The authorities are getting up to speed on the environmental impacts of the large-scale implementation of new types of energy production. They are determining how to regulate them and mitigate their effects effectively. And regulators are introducing lots of new regulation and guidance, she says.
Following the interview for this article, Alberta’s United Conservative government announced that the province’s utilities commission would pause all approvals for large renewable energy projects for six months. The moratorium will affect all solar and wind projects greater than one megawatt. The province said it was responding to concerns about the development’s impact on agricultural land, reclamation, and the reliability of the power source.
Last December, the federal Ministry of Innovation, Science, and Economic Development launched Canada’s Critical Minerals Strategy to expand the domestic capacity to produce critical minerals and manufacture the batteries, solar panels, wind turbines, and semiconductors increasingly in demand.
Alberta has also produced legislation and policies to spur and harness the development of its mineral deposits. The Mineral Resource Development Act came into force on March 1, 2023. The act gives the Alberta Energy Regulator (AER) the authority on minerals, whereas the regulatory oversight used to be split among several governmental entities. The province said the “one-window approach” gives clarity and certainty to investors and industry.
Alberta followed up with regulations at the end of 2022, introducing the Metallic and Industrial Minerals Tenure Regulation and the Mineral Resource Development Regulation.
The AER is responsible for devising and administering regulatory instruments and supporting materials such as rules, directives, and manuals.
Much of the province’s critical minerals policies have focused on creating a regulatory framework which incentivizes investment in the minerals in Alberta that are required to support the energy transition, says Oleniuk. Such a framework was not there before, she says. “It's the creation of a new regime to deal with demand for this resource.”

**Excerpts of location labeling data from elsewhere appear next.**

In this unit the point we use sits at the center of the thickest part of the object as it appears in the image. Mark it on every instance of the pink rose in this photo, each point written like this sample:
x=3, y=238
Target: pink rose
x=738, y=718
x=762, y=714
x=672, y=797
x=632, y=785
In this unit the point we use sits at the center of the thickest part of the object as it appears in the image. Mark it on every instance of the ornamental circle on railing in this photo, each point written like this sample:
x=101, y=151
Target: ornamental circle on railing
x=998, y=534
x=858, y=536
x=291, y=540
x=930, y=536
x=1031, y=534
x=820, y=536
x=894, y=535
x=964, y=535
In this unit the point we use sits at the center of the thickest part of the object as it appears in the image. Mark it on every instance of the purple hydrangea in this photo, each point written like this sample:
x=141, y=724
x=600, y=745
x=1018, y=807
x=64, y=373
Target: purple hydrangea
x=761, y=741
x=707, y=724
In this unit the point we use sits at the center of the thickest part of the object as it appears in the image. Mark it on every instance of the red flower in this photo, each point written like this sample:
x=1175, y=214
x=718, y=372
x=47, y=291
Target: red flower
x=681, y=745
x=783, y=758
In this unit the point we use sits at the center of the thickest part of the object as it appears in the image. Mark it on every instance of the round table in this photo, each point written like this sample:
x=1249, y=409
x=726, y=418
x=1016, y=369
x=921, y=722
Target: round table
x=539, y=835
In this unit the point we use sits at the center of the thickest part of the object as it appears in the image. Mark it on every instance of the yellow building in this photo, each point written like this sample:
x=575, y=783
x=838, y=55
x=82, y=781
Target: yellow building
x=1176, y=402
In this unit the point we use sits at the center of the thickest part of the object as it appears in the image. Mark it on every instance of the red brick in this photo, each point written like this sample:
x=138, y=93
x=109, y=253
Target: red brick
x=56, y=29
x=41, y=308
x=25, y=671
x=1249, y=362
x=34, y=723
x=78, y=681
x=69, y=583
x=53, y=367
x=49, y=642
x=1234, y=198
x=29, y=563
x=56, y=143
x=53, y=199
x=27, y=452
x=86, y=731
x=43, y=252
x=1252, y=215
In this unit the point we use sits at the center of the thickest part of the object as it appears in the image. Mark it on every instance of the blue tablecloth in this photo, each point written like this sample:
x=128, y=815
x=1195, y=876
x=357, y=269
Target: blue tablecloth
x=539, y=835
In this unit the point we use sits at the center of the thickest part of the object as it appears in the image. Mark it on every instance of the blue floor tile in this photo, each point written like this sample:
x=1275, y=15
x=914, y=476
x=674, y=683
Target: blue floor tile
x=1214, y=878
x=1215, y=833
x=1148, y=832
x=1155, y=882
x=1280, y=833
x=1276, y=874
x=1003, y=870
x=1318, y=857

Oleniuk acts primarily for clients aiming to develop, invest in, or finance major projects. A large portion of her practice has focussed on renewable power in recent years, including solar and wind transmission, battery storage, hydrogen, and geothermal.
Another factor driving investment in Alberta’s renewable energy space, she says, is the fact that the province has a unique electricity system in Canada.
“Alberta is the only fully private, competitive electricity market, so it allows for private actors to compete for investment. Whereas other provinces are either regulated or partially regulated, so there's less, less competition for these types of investments.”
Oleniuk says the federal Smart Renewables and Electrification Pathways Program also drives some investment in Alberta. The SREP program aims to replace fossil-fuel-generated electricity and amounts to $1.56 billion in funding over eight years. The projects eligible for funding include wind, solar, hydro, biomass, geothermal, energy storage, retrofits, and grid modernization projects such as electric vehicle integration, grid monitoring, and grid automation.
She says the move to a carbon-free electricity grid and the new federal clean electricity standard are also driving renewable power investment.
On renewable energy generally, the science is still developing on the environmental impacts of a lot of the new technology that will be prominent in the energy transition, Oleniuk adds. This includes the interaction between birds and bats and projects such as solar power plants and wind turbines, for example.
“I expect the regulations and the guidance around those types of environmental impacts are going to continue to evolve as we get more information and more projects come online,” she says.